Taliban am Telefon
Es klingelte, ich hob ab und meldete mich, doch nahm man das an dem anderen Leitungsende gar nicht zur Kenntnis. Stattdessen fand ich mich unverrichteter Dinge wieder als passiver Teilnehmer eines außergewöhnlich seltsamen Dialogs. Offenbar lag da irgendeine technische Störung vor. Namen wurden nur undeutlich genannt, doch verdächtigte ich rasch K. und P., da miteinander konspirativ zu schwatzen. Gebannt wie eine Katze auf der Pirsch lauschte ich, was denn sonst. Auszüge:
K.: Ja bitte? Es spricht der Nachfolger auf dem Stuhl des Heiligen Maternus, geborener Legat, 95. Metropolit der Kirchenprovinz Köln, Dr. der Theo...

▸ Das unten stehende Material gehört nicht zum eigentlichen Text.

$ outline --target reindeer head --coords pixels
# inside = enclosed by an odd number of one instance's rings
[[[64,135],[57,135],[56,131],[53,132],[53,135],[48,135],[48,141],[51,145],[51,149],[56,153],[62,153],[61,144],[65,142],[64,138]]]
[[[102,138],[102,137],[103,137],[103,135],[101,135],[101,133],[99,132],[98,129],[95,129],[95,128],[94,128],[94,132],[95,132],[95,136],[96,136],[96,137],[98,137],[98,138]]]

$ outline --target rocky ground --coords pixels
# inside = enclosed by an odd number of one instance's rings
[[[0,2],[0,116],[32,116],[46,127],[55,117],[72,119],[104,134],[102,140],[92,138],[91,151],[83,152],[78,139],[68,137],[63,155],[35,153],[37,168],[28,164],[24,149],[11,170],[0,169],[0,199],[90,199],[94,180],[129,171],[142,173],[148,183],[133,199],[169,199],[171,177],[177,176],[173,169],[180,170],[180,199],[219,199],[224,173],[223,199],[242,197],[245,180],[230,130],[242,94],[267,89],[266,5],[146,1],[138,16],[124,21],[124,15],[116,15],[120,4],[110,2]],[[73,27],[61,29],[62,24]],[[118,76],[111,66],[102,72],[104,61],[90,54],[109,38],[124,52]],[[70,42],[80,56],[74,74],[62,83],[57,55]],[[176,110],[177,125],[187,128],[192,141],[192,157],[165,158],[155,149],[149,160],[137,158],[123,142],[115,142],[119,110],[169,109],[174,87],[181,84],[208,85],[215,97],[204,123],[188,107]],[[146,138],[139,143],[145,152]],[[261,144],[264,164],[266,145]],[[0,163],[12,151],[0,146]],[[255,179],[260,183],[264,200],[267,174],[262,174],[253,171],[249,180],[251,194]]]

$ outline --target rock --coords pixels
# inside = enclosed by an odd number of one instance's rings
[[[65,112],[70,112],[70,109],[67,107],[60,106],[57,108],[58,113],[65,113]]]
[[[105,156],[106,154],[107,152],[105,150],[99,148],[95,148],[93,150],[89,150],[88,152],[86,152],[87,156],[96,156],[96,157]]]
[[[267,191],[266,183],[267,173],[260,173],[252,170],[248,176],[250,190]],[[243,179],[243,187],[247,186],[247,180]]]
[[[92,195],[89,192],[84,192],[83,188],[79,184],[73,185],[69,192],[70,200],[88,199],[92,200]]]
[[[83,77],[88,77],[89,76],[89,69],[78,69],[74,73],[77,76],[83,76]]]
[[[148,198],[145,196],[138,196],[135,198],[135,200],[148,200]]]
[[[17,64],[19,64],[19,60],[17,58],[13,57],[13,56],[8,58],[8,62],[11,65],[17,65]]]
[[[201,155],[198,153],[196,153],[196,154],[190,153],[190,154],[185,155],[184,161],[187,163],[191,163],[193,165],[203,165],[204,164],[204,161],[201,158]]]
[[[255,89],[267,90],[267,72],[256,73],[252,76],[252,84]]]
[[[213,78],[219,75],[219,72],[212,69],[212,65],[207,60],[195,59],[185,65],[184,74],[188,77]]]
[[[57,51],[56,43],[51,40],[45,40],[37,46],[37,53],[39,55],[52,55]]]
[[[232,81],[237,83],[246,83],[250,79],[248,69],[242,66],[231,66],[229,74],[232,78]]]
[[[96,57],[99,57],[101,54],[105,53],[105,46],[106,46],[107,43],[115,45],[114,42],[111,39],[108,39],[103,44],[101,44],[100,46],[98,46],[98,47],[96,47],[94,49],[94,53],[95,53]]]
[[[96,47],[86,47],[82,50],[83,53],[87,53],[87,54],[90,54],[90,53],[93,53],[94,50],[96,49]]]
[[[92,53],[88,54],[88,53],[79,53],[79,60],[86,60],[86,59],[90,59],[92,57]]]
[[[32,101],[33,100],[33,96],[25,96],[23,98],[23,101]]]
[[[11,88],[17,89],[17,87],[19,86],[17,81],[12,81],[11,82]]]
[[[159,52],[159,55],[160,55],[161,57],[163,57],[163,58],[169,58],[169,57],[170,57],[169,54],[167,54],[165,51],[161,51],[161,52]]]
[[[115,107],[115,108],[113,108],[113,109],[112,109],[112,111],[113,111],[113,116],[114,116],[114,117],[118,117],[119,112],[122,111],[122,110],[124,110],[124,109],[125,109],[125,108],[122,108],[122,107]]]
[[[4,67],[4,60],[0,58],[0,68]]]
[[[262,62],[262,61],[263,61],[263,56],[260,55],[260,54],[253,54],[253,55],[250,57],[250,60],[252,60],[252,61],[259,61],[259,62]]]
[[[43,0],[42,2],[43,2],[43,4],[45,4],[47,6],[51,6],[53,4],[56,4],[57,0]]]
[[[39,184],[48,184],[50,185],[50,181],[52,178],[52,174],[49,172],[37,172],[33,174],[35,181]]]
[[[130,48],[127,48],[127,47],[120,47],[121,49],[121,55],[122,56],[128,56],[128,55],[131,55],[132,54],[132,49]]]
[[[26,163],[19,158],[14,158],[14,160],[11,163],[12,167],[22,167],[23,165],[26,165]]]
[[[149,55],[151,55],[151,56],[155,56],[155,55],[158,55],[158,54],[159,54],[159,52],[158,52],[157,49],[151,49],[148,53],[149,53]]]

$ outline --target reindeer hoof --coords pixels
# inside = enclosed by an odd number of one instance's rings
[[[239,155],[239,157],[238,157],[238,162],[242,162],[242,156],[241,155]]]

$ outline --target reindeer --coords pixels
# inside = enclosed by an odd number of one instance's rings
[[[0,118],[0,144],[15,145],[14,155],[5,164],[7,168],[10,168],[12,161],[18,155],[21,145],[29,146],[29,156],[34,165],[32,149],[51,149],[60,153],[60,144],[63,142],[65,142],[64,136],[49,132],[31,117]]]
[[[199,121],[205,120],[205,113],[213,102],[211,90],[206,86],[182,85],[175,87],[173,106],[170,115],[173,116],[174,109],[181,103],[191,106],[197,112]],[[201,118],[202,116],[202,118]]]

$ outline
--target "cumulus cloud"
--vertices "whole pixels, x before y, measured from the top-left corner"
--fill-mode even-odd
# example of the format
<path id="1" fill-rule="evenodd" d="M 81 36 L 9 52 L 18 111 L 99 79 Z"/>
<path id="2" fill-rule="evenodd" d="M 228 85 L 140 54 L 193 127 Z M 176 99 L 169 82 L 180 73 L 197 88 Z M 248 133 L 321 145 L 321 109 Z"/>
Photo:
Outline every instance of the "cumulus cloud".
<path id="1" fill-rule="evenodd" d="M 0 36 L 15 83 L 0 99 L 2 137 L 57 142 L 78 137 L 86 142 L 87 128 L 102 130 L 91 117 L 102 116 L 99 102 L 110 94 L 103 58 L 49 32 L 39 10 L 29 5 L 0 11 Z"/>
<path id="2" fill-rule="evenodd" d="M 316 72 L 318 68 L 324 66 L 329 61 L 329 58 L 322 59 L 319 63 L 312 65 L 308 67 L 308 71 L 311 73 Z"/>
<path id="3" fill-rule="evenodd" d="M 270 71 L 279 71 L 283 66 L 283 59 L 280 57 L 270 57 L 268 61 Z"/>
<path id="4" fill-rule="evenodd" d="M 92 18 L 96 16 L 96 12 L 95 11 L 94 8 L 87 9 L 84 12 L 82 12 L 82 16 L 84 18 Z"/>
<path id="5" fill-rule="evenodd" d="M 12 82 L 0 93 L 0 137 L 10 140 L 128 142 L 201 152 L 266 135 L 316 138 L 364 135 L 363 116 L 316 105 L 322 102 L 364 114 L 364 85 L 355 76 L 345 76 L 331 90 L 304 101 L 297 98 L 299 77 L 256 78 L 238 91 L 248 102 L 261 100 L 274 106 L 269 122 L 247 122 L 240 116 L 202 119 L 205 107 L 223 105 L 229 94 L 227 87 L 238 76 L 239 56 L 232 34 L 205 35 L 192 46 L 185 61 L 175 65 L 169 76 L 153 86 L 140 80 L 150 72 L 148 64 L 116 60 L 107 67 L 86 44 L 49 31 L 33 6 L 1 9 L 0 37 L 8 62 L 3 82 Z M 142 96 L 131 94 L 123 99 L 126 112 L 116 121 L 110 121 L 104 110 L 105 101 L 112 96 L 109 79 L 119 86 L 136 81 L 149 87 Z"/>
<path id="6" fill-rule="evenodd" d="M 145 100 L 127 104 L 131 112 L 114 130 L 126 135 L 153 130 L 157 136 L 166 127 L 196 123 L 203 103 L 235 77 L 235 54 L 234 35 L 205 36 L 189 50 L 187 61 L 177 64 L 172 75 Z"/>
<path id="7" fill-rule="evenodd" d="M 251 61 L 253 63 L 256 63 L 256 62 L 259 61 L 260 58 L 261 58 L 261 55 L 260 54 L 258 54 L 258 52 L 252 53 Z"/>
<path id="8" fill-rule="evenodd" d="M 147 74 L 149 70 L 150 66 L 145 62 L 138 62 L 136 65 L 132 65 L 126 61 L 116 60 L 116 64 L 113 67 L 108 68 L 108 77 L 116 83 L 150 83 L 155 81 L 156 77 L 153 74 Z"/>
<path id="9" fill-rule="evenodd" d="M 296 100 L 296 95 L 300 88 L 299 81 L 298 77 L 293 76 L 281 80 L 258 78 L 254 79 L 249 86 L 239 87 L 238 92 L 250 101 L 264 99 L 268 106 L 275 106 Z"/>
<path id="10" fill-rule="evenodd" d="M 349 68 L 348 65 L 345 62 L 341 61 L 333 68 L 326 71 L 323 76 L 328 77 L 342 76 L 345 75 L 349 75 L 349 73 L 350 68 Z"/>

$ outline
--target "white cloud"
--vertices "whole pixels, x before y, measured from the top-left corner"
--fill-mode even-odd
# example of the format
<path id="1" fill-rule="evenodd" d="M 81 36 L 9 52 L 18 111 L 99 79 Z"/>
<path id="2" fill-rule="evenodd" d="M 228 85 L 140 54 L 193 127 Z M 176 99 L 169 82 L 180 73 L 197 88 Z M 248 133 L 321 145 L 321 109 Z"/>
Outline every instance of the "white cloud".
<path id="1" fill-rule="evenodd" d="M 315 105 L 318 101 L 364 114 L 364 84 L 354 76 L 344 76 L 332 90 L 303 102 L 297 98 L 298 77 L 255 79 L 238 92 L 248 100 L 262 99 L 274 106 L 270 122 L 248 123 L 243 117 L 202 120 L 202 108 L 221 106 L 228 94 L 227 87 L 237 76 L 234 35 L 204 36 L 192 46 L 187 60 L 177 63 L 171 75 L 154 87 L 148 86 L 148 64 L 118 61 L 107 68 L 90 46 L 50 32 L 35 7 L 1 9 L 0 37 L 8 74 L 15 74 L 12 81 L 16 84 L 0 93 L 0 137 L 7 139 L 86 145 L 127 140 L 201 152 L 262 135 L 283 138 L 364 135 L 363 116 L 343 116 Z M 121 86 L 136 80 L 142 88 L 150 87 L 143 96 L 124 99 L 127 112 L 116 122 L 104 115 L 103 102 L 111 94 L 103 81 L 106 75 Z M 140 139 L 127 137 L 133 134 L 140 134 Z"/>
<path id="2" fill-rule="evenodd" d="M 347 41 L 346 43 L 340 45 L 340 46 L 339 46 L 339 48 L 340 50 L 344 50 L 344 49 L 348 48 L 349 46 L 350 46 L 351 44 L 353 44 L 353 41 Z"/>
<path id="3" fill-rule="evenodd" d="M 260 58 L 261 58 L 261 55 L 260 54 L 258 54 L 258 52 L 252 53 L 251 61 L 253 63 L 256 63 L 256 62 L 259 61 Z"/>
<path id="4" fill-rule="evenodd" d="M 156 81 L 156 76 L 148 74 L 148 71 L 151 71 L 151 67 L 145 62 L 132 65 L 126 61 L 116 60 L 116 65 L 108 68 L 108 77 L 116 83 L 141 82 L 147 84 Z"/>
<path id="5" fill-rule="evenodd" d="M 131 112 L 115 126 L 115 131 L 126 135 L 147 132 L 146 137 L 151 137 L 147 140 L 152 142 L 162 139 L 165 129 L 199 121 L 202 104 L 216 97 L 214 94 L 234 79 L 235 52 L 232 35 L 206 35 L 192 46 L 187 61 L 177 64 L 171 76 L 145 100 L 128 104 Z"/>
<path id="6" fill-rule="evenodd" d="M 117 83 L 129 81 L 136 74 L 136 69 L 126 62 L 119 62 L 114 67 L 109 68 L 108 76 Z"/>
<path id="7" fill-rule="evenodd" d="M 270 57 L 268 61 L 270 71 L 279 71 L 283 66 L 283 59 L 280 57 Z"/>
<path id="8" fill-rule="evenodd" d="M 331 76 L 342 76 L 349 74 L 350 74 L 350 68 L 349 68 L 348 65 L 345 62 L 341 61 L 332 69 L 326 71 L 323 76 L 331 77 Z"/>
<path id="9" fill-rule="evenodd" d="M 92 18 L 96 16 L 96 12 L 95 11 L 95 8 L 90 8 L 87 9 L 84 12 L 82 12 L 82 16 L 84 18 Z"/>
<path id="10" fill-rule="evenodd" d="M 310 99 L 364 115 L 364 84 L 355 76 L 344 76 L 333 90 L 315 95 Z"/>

P.: Ist ja schoa guat- Jo, bist du´s? Warum denn so förmlich, hä? Ich bins. Ubi bene ibi colonia, wenn du verstehst. hihihi. Der Bene! Iss a sichere Leitung.
K.: Sicher. Sicher. Die Ohren des Herrn sind überall. Nichts bleibt IHM verborgen. Gepriesen sei die heilige römische ...
P.: Hör mal- ich versuch´s auf Hochdeutsch. Kölsch können wir ja beide nicht, hihi. Wir müssen in einer ernsten Sache reden. Am besten, du kommst gleich her.
K.: Die Autorität der heiligen Kirche, vertreten durch den Stellvertreter Gottes auf Erden, zu ehren und zu achten- das ist vornehmste Pflicht meines Amtes.
P.: Mittwoch also? Wir haben wirklich einiges zu besprechen.
K.: Das passt gar nicht. Ich habe zu referieren vor dem Laiengremium der jüdischen Gemeinde Köln-Mitte zur unrechtgemäß erhobenen Forderung zur Rückgabe fiktiver Thora-Rollen. Danach Vortrag vor dem Pfarrgemeinderat Bonn; man murrt dort dies und das. Ich hätte einen Priester berufen, der ungeeignet sei. Ich werde nicht wanken. Und sei die Versuchung... ähhm, na ja. Anschließend Disziplinarausschuss des Generalvikariats: Eine Oberstudienrätin des erzbischöflichen Liebfrauengymnasiums Lindenthal verweigerte böswillig die Aschenkreuzzeichnung auf der Stirn. Am Donnerstag bin ich vorgemerkt als Hauptredner ...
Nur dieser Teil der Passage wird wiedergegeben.